Hypothesis Evaluation Summary
This study investigated three hypotheses regarding Remaining Useful Life (RUL) prediction for aircraft engines using the FD001 dataset:
Hypothesis 1: FFT features from sensor 12 reduce RMSE by ≥10% over baseline LSTM.
Models: Baseline LSTM vs. LSTM + FFT (Sensor 12).
Performance:
LSTM: RMSE = 20.87, R2 = 0.75
LSTM + FFT: RMSE = 20.43, R2 = 0.76
Conclusion: Hypothesis not supported. Adding FFT features from sensor 12 resulted in a minor RMSE reduction (approx. 2.1%), not meeting the 10% threshold.
Hypothesis 2: A CNN-LSTM hybrid outperforms a pure LSTM model with RMSE < 20 cycles on FD001.
Models: Pure LSTM vs. CNN-LSTM Hybrid.
Performance:
LSTM: RMSE = 20.87, R2 = 0.75
CNN-LSTM: RMSE = 23.94, R2 = 0.67
Conclusion: Hypothesis not supported. The CNN-LSTM hybrid did not outperform the pure LSTM and neither model achieved an RMSE below 20 cycles.
Hypothesis 3: Model trained on early-life cycles provides a warning 30% earlier than midpoint-cycle trained models.

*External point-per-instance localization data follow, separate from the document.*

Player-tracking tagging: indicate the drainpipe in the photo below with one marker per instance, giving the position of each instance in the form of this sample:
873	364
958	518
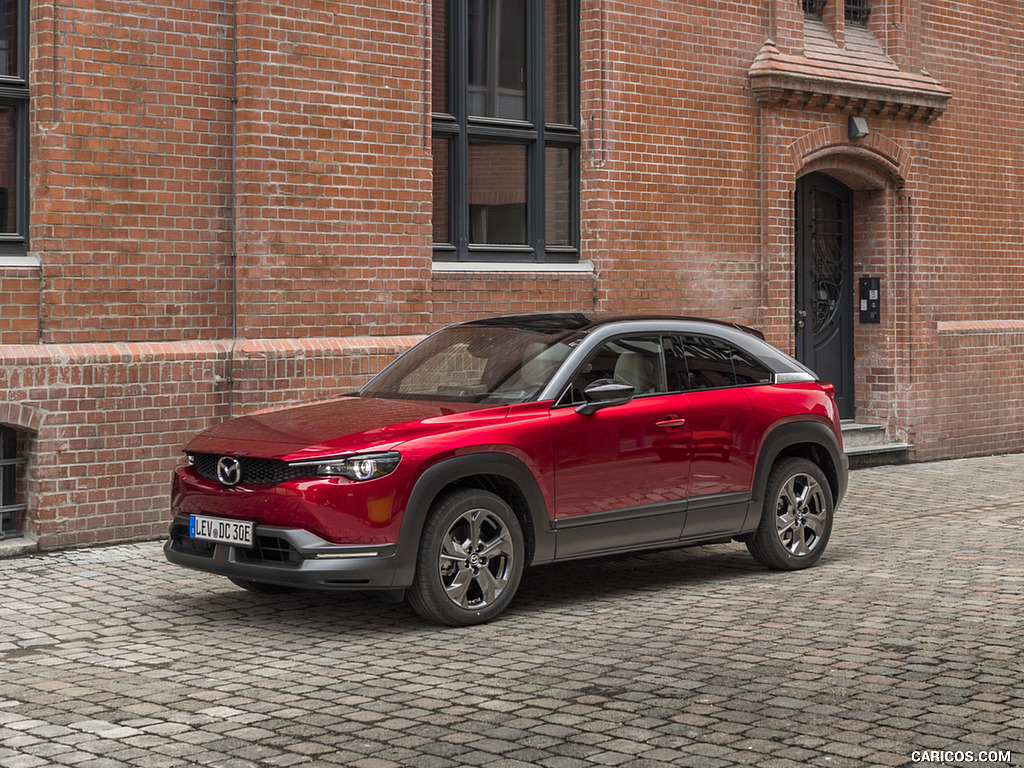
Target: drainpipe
232	217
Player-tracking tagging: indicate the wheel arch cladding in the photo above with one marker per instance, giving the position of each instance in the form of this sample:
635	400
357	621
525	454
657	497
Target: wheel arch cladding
502	474
807	439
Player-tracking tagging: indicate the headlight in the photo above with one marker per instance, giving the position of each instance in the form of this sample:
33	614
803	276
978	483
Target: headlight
365	467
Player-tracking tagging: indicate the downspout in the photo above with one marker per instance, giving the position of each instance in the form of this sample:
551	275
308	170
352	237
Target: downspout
232	211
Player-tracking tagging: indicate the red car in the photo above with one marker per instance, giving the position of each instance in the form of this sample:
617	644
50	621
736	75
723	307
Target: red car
510	441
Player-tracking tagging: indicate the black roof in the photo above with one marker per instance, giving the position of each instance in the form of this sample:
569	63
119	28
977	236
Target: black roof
560	322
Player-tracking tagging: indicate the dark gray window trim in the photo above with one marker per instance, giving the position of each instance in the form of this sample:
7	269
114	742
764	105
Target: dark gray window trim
459	128
14	92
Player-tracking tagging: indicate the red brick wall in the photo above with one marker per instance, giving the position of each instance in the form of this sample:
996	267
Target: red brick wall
130	169
150	185
19	305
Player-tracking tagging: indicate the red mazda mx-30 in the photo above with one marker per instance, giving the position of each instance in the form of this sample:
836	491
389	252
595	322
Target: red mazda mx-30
512	441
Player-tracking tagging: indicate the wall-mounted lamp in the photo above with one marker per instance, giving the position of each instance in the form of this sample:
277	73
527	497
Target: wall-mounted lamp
857	127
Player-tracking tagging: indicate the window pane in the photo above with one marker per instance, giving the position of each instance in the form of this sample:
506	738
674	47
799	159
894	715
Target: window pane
439	61
8	37
557	216
8	168
498	58
557	60
441	221
636	361
498	194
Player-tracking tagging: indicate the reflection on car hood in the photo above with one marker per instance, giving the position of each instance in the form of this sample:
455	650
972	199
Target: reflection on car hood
337	426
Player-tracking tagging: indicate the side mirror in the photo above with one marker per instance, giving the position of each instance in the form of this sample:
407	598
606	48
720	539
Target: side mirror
602	393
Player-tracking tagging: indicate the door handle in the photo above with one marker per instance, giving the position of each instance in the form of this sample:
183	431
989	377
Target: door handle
671	422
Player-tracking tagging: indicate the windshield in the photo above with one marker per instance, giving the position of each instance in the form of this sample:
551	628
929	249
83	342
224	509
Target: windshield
476	363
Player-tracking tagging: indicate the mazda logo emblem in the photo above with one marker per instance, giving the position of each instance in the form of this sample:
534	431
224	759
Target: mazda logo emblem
228	470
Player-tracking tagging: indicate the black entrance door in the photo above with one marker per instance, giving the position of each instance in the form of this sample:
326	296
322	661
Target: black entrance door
824	290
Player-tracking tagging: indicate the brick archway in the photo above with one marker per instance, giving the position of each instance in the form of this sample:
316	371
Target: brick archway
878	170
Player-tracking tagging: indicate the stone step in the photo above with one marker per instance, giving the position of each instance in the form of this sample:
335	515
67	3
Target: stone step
867	444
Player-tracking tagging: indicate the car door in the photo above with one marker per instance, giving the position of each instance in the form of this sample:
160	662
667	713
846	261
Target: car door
621	473
724	433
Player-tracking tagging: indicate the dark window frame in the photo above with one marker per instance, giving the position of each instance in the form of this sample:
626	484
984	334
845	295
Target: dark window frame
461	130
14	93
10	506
857	11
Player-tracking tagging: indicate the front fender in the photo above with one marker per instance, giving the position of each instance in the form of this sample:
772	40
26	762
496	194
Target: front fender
450	471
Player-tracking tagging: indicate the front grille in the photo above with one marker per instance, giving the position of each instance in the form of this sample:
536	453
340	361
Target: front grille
254	471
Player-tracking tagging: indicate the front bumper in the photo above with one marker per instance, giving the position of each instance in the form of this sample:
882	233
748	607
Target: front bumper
290	557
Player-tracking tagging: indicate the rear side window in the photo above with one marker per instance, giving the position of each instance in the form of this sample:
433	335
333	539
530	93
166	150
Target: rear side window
712	364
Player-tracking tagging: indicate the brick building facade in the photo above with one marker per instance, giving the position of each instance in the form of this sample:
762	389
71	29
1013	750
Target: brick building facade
224	205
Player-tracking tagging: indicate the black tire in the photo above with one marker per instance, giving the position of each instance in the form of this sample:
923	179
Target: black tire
262	588
797	517
470	559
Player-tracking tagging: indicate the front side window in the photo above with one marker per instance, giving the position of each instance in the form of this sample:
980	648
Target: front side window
506	130
13	126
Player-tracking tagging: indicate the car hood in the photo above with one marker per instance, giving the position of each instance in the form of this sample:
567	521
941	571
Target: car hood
336	427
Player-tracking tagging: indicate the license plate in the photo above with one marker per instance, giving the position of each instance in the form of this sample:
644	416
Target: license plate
218	529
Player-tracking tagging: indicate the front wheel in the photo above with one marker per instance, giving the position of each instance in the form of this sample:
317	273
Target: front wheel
797	517
470	560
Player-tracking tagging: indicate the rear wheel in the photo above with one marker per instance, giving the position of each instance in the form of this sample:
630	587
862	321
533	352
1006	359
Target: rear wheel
470	560
797	517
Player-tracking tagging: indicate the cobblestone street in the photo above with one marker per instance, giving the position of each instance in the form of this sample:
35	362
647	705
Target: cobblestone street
901	647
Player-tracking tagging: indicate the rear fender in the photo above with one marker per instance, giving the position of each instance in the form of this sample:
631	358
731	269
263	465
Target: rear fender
812	439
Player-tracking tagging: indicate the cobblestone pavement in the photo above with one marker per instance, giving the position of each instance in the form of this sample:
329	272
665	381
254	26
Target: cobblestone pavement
901	647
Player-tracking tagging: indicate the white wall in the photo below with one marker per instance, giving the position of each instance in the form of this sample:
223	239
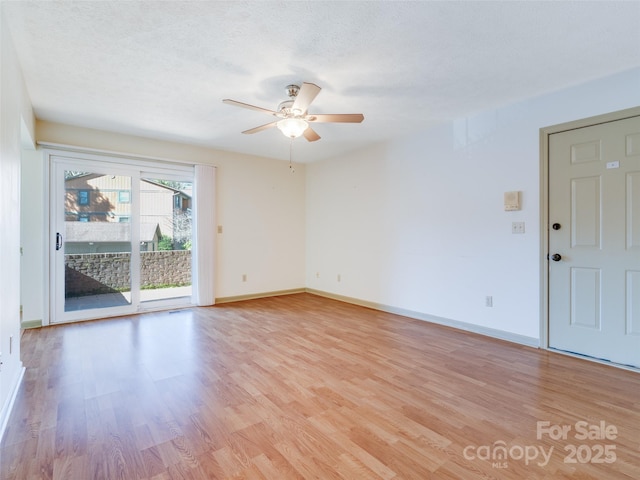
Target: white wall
418	224
260	206
16	122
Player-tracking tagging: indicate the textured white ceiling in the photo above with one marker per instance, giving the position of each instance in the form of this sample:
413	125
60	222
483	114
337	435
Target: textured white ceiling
161	68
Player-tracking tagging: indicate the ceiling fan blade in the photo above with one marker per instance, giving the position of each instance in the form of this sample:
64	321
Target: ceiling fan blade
246	105
308	92
261	128
336	117
311	135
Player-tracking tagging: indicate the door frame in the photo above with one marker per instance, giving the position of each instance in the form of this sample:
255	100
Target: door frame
127	163
545	133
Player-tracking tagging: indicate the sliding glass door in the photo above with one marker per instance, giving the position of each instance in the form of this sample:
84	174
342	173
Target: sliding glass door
121	238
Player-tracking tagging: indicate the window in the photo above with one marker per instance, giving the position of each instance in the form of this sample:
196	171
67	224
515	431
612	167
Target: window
83	197
124	196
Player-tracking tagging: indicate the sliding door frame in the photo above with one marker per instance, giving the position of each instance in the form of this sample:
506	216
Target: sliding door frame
107	163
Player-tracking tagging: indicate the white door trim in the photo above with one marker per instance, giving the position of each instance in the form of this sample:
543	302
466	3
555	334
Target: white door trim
544	203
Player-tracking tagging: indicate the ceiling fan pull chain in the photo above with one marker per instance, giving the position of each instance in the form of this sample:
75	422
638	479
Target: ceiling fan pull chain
291	169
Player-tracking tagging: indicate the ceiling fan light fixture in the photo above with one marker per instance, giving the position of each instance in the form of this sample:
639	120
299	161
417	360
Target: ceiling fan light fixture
292	127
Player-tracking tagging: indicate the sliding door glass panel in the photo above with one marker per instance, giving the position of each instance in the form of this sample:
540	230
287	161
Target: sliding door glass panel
165	239
97	240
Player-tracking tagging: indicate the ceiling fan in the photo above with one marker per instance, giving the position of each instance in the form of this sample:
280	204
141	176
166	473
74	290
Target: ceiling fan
293	119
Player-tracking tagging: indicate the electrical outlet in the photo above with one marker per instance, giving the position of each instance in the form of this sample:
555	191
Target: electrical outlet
517	227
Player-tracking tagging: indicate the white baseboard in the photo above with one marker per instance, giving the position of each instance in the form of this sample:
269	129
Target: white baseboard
468	327
8	406
253	296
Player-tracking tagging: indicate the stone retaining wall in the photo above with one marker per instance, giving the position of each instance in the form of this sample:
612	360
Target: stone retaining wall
96	273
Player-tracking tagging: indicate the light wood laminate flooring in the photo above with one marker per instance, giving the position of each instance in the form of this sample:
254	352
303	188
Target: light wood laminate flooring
303	387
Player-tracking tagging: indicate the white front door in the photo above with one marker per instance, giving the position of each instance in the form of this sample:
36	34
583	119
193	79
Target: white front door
594	241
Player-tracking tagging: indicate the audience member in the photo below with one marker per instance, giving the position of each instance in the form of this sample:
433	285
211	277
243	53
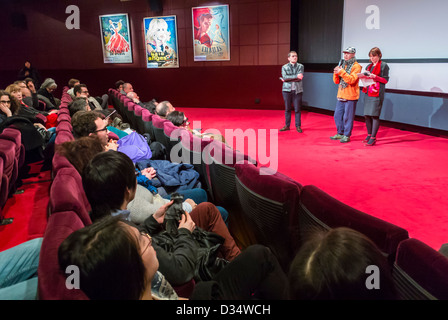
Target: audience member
71	85
78	104
110	184
45	93
18	271
179	119
48	119
334	265
127	87
30	85
86	123
112	249
119	85
164	108
28	71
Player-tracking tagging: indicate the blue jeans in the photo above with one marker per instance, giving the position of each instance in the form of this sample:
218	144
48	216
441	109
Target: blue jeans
199	195
18	271
344	115
292	99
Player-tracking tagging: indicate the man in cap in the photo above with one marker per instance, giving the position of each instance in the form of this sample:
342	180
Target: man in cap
346	76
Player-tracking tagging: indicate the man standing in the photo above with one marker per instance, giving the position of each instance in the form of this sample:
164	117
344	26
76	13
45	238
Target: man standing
292	90
346	76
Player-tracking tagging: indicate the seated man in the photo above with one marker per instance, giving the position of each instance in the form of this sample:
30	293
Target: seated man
81	90
71	84
78	104
127	87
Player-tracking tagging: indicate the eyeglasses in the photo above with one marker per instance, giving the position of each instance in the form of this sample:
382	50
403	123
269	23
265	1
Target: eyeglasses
149	240
99	130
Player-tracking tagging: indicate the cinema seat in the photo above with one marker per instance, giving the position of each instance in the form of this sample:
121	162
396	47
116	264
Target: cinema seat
269	202
420	272
221	160
320	211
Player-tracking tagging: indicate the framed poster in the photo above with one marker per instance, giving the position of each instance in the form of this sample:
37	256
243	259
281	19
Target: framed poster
161	42
211	33
116	38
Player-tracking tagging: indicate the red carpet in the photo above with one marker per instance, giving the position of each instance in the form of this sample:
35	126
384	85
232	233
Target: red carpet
403	179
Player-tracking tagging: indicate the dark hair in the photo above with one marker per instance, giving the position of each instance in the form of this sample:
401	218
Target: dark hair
333	265
80	151
109	260
375	52
83	123
105	179
77	88
15	106
176	117
71	82
78	104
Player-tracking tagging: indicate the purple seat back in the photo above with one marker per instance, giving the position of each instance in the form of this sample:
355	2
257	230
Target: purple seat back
269	201
420	272
51	280
67	194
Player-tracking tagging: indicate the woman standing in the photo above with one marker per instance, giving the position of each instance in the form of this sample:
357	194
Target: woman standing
378	70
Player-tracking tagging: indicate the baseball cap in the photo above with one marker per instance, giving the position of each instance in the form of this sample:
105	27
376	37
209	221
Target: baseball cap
350	50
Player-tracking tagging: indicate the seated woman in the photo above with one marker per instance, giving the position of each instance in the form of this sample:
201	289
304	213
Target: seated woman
334	266
48	119
110	184
34	135
180	120
113	249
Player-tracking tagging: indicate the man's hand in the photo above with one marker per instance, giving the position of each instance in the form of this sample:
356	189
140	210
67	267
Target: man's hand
159	215
149	173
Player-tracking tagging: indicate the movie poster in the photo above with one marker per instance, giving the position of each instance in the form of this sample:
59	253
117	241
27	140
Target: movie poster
161	42
211	33
116	38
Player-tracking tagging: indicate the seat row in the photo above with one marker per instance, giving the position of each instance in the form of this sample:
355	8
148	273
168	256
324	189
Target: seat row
281	213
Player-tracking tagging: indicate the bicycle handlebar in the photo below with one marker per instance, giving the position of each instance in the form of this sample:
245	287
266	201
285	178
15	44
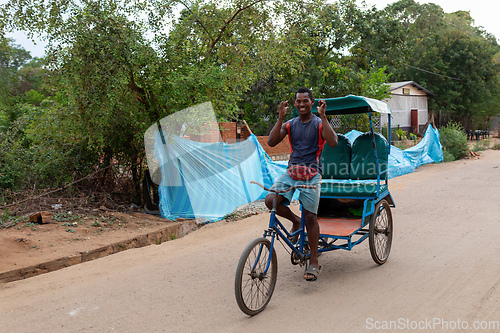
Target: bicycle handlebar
282	191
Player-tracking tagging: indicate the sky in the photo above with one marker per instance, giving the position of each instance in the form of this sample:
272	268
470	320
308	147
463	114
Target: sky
484	13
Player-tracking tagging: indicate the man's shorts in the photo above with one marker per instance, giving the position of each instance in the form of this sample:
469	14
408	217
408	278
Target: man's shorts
308	197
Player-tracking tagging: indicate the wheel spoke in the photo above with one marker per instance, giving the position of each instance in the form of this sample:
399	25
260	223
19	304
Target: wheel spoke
253	288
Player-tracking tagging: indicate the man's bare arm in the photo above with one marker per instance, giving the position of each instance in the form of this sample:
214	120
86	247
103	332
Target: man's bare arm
279	131
327	132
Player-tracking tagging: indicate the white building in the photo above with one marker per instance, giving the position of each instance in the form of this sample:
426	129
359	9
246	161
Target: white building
408	103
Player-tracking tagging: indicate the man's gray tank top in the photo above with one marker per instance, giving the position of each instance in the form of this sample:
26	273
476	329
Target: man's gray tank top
306	142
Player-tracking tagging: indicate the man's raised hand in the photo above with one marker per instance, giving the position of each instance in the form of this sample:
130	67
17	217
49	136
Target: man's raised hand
321	107
283	109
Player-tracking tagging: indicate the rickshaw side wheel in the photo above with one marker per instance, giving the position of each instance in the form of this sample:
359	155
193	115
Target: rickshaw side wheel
380	233
253	288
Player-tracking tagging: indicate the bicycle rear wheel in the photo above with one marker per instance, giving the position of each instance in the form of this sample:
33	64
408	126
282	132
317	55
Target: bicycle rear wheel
253	288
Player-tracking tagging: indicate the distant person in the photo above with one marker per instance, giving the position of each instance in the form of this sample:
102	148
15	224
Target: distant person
307	134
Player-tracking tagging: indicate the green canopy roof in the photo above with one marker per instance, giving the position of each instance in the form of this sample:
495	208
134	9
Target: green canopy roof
350	104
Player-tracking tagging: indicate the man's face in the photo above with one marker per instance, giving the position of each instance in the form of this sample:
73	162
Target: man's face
303	103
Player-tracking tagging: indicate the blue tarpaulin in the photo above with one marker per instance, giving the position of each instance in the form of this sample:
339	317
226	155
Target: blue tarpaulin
210	180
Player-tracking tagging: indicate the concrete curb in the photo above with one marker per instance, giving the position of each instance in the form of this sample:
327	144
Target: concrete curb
173	231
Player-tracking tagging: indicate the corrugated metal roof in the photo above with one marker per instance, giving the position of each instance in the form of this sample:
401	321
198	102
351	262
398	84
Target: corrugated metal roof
397	85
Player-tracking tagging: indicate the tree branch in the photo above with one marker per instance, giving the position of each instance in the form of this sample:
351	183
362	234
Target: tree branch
219	37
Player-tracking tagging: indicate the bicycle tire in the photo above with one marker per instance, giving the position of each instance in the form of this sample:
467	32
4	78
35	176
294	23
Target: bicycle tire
252	288
380	233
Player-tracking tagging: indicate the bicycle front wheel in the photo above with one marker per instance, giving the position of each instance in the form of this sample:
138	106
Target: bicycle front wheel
381	232
254	286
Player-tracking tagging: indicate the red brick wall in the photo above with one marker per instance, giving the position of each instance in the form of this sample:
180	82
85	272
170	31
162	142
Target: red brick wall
282	148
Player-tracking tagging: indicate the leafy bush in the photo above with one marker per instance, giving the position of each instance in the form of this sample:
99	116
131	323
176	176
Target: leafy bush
454	140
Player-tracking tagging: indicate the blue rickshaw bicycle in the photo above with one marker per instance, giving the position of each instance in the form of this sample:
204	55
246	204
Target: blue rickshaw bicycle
355	204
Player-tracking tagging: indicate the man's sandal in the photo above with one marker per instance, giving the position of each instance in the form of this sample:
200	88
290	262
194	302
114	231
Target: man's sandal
314	271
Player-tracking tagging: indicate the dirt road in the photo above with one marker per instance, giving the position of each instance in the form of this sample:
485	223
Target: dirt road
443	274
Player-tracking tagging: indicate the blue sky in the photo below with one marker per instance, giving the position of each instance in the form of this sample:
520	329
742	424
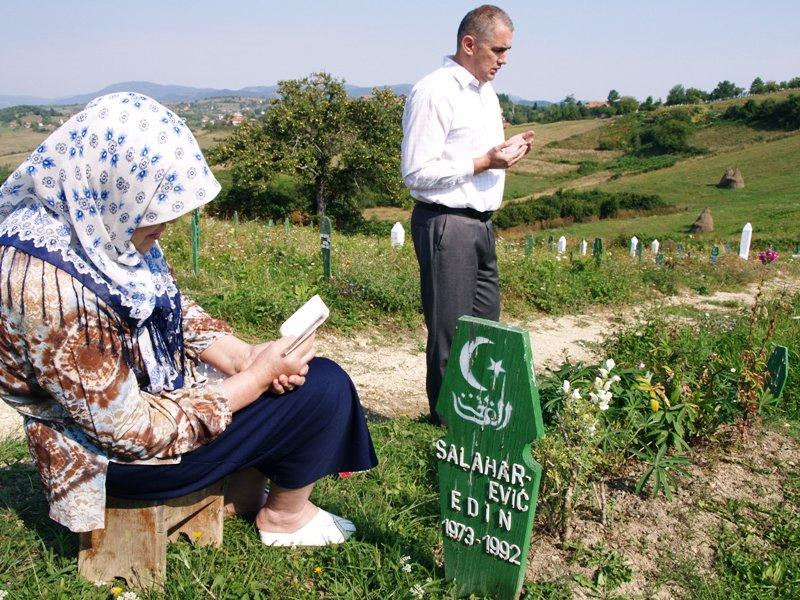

Models: LSTM trained on Early-Life Cycles vs. LSTM trained on Midpoint Cycles.
Performance & Analysis:
Mean Lead (Early-Life Model): NaN cycles
Mean Lead (Midpoint-Life Model): -18.43 cycles
Conclusion: Hypothesis could not be definitively supported or rejected due to the inability to calculate a meaningful mean lead time for the early-life model with the chosen parameters. The midpoint model showed a negative mean lead time, indicating late warnings.
Conclusion
Among the evaluated models and feature engineering techniques, the pure LSTM model demonstrated the best performance on the test set based on RMSE and R2 score. The addition of FFT features from sensor 12 provided a slight improvement but did not meet the hypothesized threshold. The CNN-LSTM hybrid did not outperform the pure LSTM. The hypothesis regarding early vs. midpoint cycle training could not be conclusively tested with the current warning definition and parameters. The pure LSTM model’s ability to process sequential data appears to be a key factor in its superior performance for this RUL prediction task.